All the indexed content is in an Elastic Search cluster (http://elastic.co if you're unfamiliar - it's a specialised search indexing data store built atop Apache Lucene)

* though actually PostgreSQL has a really good capability as a JSON store that means people do sometimes use it as a NoSQL solution

kuschku · on Aug 15, 2017

PostgreSQL has really good capability not just as JSON store, but also for search and indexing.

Its text search solutions come close to ElasticSearch, with - surprisingly - even better performance.

rpedela · on Aug 15, 2017

> Its text search solutions come close to ElasticSearch, with - surprisingly - even better performance.

PG search may be good enough for certain use cases, but it doesn't come close to the power of Lucene/Solr/ES. PG only recently added support for phrase search which Lucene has had for years. Lucene has extremely flexible analysis pipeline, BM25, "more like this" queries, simple custom ranking, great language support, "did you mean?", autocomplete, etc. ES in particular is built from the ground up as a clustered solution.

As I said PG may be good enough for some use cases, but to claim it is as good as ES is laughable. And PG certainly doesn't make sense if your product is literally a search product.

kuschku · on Aug 15, 2017

All things you mentioned can be done in PGSQL with similar performance, actually.

I have to build a search product in PGSQL, and I’ve done exactly that (and compared it with ES, Solr and Lucene).

For datasets below 50GB the performance is basically the same, you get about the same features, and it works well enough.

But you are right, as soon as you want to build more complicated search products, or as soon as you get larger amounts of data, you want a dedicated solution.

rorygibson · on Aug 15, 2017

tbh I haven't looked into PostgreSQL as a direct competitor to ES in the text search space, mostly because I have quite a lot of ES experience of things like aggregation for faceting, stemming and textual analysis, and I had a (perhaps incorrect) assumption that PostgresSQL was less capable in those more specialised areas.

One thing I would like to understand is how the PostgreSQL search experience scales with data volume.
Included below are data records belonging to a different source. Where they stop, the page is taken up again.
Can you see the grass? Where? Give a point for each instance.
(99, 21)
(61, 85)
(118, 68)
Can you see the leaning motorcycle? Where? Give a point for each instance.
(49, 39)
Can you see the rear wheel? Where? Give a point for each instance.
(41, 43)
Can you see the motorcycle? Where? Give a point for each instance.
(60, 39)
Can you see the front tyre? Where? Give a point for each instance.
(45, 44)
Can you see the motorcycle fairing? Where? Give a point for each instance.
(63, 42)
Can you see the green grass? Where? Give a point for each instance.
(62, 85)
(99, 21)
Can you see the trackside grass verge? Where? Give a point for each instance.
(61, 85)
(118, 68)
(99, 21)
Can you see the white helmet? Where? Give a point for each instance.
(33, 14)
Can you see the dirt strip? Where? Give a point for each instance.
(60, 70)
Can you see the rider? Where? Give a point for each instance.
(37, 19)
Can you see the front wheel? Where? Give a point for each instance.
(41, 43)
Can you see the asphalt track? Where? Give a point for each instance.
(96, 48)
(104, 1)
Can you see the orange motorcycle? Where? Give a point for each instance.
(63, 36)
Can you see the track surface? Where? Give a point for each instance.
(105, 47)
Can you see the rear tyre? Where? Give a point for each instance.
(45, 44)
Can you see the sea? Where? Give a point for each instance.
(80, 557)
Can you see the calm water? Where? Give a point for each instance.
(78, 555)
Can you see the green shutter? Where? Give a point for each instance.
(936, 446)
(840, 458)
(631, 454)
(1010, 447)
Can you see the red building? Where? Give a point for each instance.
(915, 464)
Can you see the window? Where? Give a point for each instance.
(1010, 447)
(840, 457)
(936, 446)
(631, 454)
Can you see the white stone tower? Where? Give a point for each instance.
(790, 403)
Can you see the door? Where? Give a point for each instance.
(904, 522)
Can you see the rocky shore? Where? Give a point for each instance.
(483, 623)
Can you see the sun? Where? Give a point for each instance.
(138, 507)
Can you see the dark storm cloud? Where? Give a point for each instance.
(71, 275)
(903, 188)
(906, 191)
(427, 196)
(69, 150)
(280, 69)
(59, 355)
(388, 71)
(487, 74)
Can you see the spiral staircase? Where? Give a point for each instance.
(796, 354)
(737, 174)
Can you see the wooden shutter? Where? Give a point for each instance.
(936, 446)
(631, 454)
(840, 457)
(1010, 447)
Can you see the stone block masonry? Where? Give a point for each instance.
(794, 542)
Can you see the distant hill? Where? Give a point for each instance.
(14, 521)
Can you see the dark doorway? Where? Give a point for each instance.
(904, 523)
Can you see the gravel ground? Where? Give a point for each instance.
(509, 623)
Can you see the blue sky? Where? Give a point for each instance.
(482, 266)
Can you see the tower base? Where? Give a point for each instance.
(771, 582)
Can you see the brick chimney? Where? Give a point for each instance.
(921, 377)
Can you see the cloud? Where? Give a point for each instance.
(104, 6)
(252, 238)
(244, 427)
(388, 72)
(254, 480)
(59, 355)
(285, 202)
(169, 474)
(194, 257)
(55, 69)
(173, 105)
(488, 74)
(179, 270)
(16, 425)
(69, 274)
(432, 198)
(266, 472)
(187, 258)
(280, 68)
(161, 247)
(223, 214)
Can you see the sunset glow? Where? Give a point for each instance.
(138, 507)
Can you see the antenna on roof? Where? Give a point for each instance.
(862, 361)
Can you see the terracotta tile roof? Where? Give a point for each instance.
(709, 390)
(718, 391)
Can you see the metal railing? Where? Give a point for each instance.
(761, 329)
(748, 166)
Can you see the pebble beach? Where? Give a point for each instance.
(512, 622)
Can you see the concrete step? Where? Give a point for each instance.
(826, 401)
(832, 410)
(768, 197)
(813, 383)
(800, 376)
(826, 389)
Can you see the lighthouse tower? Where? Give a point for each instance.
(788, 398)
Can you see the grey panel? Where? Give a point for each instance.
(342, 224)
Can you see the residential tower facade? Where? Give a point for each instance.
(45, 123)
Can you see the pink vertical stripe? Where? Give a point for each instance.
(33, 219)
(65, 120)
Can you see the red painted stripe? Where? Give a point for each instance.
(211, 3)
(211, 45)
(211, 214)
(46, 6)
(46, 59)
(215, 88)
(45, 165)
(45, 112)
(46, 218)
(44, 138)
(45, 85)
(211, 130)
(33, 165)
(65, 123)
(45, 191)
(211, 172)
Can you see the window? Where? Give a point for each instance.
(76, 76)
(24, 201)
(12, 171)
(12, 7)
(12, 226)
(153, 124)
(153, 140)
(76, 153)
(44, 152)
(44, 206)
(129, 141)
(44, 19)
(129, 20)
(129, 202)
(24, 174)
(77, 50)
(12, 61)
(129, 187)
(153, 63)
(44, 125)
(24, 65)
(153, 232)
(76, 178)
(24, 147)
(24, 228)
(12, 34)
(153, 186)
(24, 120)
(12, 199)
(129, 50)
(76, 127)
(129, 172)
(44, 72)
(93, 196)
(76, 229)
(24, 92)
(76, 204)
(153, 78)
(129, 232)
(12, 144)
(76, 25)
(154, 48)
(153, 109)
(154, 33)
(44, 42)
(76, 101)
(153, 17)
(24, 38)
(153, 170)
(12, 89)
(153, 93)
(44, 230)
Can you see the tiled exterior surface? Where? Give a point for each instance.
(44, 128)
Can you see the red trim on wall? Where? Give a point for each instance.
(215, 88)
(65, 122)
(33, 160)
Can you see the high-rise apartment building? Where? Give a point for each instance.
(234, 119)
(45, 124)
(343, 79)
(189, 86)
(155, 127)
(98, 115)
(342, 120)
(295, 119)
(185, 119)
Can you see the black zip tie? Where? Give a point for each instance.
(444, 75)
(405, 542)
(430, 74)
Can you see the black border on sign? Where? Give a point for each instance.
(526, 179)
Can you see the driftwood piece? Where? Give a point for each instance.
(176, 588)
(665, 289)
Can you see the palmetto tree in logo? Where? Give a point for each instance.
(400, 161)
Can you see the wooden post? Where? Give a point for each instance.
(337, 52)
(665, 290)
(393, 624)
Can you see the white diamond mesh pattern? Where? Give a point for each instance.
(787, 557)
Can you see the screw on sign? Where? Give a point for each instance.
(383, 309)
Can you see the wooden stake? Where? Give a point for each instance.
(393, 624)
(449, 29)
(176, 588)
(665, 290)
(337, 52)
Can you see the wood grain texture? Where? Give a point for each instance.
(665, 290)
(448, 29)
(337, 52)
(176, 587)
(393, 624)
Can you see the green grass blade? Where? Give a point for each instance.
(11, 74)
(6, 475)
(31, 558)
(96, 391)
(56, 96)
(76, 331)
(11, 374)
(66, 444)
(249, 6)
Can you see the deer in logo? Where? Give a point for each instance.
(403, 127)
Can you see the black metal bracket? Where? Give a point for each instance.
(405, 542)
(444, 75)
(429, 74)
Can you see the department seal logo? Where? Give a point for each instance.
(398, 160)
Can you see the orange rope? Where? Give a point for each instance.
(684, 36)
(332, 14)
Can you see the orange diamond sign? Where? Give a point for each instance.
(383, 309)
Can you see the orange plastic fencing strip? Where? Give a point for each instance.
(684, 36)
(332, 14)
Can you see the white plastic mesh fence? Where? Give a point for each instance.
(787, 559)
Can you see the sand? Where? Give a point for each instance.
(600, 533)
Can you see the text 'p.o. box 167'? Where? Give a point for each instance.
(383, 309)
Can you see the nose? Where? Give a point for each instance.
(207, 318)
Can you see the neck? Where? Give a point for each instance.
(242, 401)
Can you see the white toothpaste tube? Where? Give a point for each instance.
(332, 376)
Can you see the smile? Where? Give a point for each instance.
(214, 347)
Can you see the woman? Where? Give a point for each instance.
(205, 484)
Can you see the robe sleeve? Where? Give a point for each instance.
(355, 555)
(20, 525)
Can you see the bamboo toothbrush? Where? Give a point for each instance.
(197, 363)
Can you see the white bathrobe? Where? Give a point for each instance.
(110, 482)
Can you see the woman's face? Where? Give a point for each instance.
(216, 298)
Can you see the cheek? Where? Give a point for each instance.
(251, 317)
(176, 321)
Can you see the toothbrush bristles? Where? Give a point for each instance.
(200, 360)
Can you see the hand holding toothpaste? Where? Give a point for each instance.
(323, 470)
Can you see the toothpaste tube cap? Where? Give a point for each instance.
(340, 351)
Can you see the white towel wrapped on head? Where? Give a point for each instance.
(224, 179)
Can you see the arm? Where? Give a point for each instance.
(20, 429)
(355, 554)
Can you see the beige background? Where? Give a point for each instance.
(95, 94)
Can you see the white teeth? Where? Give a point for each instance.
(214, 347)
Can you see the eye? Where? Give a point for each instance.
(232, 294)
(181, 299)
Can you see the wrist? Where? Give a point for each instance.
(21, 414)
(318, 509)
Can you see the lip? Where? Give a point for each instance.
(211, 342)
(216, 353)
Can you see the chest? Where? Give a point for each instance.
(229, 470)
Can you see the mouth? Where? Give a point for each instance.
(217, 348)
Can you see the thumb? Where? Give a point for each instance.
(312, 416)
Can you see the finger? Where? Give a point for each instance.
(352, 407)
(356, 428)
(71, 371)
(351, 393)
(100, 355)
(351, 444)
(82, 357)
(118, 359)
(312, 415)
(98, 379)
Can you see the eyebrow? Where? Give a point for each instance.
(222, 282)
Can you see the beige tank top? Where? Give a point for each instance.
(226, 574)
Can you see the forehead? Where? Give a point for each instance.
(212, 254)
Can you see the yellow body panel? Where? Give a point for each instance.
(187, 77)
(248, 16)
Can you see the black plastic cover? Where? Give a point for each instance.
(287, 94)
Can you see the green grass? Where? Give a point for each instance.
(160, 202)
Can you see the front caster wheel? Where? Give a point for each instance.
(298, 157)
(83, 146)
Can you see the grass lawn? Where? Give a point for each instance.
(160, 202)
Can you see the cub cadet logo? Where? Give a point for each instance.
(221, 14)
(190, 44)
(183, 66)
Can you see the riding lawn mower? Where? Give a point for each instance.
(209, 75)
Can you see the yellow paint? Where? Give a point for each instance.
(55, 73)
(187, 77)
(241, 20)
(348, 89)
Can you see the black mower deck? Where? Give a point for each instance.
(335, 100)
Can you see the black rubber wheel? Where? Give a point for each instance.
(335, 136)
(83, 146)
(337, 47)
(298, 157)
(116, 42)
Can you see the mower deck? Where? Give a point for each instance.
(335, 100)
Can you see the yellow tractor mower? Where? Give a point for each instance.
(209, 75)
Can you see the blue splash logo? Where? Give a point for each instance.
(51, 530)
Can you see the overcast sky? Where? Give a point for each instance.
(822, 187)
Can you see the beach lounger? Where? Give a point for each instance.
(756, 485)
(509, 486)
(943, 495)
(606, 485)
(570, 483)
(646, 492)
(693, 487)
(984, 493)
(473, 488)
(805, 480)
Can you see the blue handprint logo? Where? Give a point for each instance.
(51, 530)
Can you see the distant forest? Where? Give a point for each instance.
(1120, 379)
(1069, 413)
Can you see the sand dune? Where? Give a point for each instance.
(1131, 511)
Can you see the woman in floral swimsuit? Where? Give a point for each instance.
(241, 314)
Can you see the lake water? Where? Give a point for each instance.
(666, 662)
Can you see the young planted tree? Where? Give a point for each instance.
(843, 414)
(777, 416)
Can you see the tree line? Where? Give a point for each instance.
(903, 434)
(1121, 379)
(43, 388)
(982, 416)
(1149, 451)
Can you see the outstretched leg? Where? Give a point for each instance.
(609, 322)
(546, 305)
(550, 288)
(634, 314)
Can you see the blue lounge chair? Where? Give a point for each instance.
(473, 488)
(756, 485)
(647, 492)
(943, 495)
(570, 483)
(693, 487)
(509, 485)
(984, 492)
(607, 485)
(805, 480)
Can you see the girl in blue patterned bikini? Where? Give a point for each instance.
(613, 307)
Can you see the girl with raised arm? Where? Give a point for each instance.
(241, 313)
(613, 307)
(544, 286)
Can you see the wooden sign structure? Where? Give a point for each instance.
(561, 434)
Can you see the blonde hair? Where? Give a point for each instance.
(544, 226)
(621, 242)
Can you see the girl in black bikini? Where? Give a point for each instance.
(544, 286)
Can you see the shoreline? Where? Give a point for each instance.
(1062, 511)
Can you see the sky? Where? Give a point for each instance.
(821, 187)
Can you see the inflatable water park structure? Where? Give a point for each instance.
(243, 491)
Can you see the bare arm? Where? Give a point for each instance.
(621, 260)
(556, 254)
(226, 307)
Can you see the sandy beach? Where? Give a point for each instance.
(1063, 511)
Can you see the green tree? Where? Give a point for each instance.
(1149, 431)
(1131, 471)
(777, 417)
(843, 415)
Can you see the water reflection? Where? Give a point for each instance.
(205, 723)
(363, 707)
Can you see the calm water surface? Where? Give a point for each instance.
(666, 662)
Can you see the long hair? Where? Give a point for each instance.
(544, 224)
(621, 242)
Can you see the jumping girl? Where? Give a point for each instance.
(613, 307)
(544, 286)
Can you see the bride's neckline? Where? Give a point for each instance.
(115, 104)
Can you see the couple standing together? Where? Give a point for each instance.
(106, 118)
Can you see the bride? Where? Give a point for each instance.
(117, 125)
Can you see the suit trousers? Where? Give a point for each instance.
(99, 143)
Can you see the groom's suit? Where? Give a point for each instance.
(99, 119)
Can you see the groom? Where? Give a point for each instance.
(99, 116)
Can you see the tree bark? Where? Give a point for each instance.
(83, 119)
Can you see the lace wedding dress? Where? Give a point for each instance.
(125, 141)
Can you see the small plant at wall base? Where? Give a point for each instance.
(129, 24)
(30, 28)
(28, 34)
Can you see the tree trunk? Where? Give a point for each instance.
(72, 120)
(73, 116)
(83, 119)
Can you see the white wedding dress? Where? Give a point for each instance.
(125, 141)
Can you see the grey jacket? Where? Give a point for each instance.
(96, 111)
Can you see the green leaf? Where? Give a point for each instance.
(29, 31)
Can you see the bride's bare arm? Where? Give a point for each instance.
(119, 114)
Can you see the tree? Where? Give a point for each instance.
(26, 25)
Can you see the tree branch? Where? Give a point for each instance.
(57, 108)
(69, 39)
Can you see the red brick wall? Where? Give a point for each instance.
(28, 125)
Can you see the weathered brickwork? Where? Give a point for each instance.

My main cluster for CTX will potentially get (very) big and I don't know enough about PostgreSQL, multi-master and full-text search across large amounts of data.

I'll definitely do some digging though, thanks!

anarazel · on Aug 15, 2017

> tbh I haven't looked into PostgreSQL as a direct competitor to ES in the text search space, mostly because I have quite a lot of ES experience of things like aggregation for faceting, stemming and textual analysis, and I had a (perhaps incorrect) assumption that PostgresSQL was less capable in those more specialised areas.

I think your assumption is/was correct. And I'm a postgres dev, so I'm biased as hell...

kuschku · on Aug 15, 2017

PostgreSQL is very capable at stemming and textual analysis, but the issue as you likely know starts with large amounts of data – because then you suddenly need multiple replicas, and that’s where the issues start.

jacobr1 · on Aug 15, 2017

You might want to look at https://github.com/zombodb/zombodb. It extends PG to use ES as an external source for indexes. So you can do an ES based text search and return a data stored in PG along with doing joins to other tables. Zombo even works with Citus to handle PG level sharding.

devj · on Aug 15, 2017

Thanks @rorygibson. Yes, that design will definitely work. Just one doubt: Are you syncing data between ES and PSQL for common entities like users? If yes, how are you doing it?